UK Anti-Doping (UKAD) has announced that cyclist Andrew Hastings has been suspended from all sport for four years following an Anti-Doping Rule Violation (ADRV).

The British Masters champion, who competed for Richardsons-Trek RT, tested positive for two anabolic steroids: Metenolone (Primobolan), its metabolite and a metabolite of Stanozolol (Winstrol). The findings came as a result of an in-competition test at the 2015 Team Time Trial National Championship in Newark on 30 May, 2015. This event was promoted under the rules and regulations of Cycling Time Trials (CTT). Richardsons-Trek RT finished second and has been disqualified from the event and their result annulled.

UKAD’s Director of Operations, Pat Myhill, remarked that the message from UK Anti-Doping is clear that the use of any prohibited substances in sport will not be tolerated. Myhill added the Hastings case is the perfect example of how an individual makes choices which not only cheat himself but cheats his team mates and his opposition and also said that choice has resulted in a four-year ban from all sport.

The UKAD’s Director of Operations also commented that the actions of Hastings more importantly put him at risk of seriously damaging his health and also commented that anabolic androgenic steroids, and steroid use, continue to be a concern for UKAD and we are seeing an increase in the number of men turning to them for performance enhancing effects but also for cosmetic reasons. Myhill also commented that often these steroids are bought with no consideration for where the products come from or how they are made. Pat Myhill also remarked UK Anti-Doping relies on information from a wide range of sources, not only to catch those who choose consciously to go against the spirit of sport, but to also unearth the root cause of the problem – those who supply these substances. Myhill also said he would encourage anyone who has information about doping, or the supply of prohibited substances, to come forward and talk to us in confidence.

The use of anabolic androgenic steroids under expert supervision and at controlled dosages is not perceived as harmful by some. However, steroid abuse or use of low-grade anabolic drugs can lead to side effects, mild or severe.

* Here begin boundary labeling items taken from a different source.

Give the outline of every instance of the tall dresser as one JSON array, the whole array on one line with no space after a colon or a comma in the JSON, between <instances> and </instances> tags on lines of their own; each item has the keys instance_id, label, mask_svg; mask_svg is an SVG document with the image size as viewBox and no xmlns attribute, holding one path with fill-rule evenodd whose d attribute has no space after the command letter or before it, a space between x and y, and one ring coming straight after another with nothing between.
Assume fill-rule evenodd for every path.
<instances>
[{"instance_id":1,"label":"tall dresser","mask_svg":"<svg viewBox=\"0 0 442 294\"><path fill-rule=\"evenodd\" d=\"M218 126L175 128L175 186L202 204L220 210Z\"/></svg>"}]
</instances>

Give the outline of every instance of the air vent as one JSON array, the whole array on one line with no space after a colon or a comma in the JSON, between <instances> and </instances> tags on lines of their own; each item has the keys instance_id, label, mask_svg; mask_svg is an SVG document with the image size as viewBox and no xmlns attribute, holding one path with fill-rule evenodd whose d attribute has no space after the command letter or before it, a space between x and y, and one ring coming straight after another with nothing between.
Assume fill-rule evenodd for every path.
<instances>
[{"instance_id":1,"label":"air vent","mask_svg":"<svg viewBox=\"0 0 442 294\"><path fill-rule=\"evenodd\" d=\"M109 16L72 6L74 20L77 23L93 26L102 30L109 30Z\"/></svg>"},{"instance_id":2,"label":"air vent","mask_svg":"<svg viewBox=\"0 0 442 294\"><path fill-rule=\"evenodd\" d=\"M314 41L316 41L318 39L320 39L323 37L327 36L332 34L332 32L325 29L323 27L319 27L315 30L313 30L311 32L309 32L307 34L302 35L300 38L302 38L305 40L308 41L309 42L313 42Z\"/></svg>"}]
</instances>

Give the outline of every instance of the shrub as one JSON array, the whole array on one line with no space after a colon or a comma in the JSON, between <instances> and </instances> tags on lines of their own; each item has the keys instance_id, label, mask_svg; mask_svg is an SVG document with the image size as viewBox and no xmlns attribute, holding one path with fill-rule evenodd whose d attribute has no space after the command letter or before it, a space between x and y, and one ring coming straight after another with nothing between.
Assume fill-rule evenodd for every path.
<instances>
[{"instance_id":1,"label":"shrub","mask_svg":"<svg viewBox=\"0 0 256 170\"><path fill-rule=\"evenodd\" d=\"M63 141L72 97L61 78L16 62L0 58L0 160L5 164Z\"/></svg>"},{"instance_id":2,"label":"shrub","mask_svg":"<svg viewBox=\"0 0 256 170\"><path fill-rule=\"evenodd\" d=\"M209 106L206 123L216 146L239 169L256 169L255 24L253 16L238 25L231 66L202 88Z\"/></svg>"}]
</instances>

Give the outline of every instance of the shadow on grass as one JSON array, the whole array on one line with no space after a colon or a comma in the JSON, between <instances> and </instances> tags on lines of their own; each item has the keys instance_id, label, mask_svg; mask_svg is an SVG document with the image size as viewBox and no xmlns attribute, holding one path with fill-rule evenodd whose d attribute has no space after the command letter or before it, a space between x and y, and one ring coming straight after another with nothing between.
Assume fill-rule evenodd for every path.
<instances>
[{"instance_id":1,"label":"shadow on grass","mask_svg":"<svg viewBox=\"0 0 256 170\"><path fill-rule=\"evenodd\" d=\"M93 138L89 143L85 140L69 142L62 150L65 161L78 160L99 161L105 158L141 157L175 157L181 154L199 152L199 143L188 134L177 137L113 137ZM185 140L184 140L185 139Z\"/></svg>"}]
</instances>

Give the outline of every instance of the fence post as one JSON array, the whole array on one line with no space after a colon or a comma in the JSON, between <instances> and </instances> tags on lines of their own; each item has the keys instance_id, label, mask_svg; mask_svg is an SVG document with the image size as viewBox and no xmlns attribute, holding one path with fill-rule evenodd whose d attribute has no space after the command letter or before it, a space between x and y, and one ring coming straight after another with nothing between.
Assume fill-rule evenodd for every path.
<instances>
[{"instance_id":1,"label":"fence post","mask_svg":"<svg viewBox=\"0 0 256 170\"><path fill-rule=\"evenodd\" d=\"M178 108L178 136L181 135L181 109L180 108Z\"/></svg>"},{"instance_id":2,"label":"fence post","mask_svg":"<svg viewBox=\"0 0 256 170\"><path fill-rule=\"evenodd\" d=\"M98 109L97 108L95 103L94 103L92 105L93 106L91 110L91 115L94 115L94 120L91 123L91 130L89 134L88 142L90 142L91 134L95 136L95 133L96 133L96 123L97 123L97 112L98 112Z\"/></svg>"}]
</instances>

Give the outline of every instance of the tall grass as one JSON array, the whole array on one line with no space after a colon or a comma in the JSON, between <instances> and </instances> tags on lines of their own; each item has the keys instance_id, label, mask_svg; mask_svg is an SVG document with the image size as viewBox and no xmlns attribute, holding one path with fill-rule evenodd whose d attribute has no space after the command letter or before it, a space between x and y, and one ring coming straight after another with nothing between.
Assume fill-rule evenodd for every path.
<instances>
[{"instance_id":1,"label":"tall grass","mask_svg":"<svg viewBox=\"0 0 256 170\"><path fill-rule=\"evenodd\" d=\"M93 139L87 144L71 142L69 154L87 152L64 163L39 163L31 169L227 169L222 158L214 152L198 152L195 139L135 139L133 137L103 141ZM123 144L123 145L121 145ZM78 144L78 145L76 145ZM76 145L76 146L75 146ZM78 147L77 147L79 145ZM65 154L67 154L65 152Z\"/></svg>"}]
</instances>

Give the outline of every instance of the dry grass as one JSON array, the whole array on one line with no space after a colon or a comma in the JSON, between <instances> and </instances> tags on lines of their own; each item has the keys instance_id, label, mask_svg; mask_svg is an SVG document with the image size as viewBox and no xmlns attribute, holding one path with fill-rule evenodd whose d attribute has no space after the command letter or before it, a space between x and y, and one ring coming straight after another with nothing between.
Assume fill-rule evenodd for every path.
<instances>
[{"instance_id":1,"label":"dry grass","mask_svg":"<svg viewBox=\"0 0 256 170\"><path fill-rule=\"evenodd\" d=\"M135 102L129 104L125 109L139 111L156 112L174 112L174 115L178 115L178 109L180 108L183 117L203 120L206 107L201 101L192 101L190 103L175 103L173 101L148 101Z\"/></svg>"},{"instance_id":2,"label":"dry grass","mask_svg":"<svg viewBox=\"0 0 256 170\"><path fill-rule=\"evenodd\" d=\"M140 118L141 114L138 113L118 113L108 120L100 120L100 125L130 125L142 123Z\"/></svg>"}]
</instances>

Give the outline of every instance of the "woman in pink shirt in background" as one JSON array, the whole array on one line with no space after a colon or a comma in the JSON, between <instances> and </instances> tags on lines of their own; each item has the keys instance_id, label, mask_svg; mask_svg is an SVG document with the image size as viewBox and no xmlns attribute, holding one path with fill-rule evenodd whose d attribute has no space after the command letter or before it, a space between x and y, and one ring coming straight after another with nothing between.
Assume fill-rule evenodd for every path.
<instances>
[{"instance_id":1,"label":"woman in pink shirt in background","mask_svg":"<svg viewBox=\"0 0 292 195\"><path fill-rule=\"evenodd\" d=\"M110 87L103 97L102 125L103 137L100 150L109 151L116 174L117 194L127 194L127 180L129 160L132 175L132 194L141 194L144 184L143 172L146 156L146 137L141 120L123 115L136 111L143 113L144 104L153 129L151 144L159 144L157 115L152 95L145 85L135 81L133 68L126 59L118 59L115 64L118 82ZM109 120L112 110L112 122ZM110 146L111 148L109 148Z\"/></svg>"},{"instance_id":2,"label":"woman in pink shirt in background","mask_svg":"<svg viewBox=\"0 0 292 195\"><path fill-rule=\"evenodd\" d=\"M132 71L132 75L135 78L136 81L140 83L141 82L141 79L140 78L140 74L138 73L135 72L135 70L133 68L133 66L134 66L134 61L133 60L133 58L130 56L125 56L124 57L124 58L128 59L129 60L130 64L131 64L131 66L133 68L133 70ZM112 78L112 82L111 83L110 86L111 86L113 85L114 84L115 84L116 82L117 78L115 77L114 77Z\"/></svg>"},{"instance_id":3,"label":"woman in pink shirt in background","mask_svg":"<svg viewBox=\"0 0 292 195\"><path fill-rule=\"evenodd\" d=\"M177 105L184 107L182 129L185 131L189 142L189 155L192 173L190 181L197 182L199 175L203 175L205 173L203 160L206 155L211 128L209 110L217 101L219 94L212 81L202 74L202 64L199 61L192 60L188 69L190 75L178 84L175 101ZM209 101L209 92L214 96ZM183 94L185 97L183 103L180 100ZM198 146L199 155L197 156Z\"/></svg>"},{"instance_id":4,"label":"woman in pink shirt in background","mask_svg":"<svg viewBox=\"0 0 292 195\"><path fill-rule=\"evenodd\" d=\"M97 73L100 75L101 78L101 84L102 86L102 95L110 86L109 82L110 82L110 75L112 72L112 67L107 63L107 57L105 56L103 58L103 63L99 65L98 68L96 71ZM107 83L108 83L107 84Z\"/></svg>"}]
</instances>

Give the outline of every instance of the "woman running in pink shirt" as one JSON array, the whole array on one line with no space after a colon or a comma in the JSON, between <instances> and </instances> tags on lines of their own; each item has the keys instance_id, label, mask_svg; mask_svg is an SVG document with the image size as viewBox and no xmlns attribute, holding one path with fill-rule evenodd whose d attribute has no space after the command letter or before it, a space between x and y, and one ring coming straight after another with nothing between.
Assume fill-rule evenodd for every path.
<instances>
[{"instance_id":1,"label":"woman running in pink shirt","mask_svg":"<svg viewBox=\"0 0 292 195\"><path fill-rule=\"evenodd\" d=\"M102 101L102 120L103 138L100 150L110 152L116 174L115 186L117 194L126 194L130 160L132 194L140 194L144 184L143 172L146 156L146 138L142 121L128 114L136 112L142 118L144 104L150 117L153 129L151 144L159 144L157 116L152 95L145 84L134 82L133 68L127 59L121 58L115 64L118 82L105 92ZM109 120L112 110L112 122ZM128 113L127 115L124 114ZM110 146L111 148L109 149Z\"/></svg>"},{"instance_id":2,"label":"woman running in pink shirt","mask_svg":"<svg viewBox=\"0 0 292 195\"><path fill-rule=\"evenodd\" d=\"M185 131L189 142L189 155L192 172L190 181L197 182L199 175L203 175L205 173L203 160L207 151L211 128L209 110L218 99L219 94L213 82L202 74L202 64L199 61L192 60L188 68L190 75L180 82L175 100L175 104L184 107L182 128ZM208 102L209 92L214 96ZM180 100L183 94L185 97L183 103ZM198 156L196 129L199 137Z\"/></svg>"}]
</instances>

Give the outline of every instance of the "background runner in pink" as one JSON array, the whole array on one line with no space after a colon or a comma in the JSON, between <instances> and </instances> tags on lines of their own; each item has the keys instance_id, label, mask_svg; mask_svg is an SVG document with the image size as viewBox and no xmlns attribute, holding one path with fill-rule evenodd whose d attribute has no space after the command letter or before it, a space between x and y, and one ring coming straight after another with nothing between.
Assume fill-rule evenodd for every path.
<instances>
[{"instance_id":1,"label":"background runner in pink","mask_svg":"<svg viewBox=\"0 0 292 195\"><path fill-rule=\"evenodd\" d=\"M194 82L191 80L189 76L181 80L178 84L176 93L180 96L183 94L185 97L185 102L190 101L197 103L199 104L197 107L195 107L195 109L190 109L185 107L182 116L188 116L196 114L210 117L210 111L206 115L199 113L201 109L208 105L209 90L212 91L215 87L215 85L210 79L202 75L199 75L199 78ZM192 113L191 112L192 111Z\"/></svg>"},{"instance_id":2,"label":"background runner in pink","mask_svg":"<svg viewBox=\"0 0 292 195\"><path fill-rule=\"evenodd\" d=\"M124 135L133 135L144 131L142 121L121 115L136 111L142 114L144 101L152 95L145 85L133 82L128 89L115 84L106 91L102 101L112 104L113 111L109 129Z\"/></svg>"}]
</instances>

In another development, British junior TT champion Gabriel Evans has admitted the use of Erythropoietin, the blood booster. Evans, who won the London Youth Games Cycling TT in 2013 and took the national junior 25 mile time trial championships one year later, apologized to his supporters and to the competitors in the national 10-mile championship. The confession of Evans has stunned British cyclists as the rider is just 18 years of age. Evans admitted that he bought EPO for the first time on 3 August 2015 and traveled to France on 11 August 2015 for a week’s training camp with the family of a then-teammate. Evans added he brought one vial of EPO that was found by father of the roommate who presented evidence to UK Anti-Doping after which he admitted to all wrongdoing before a UKAD deposition.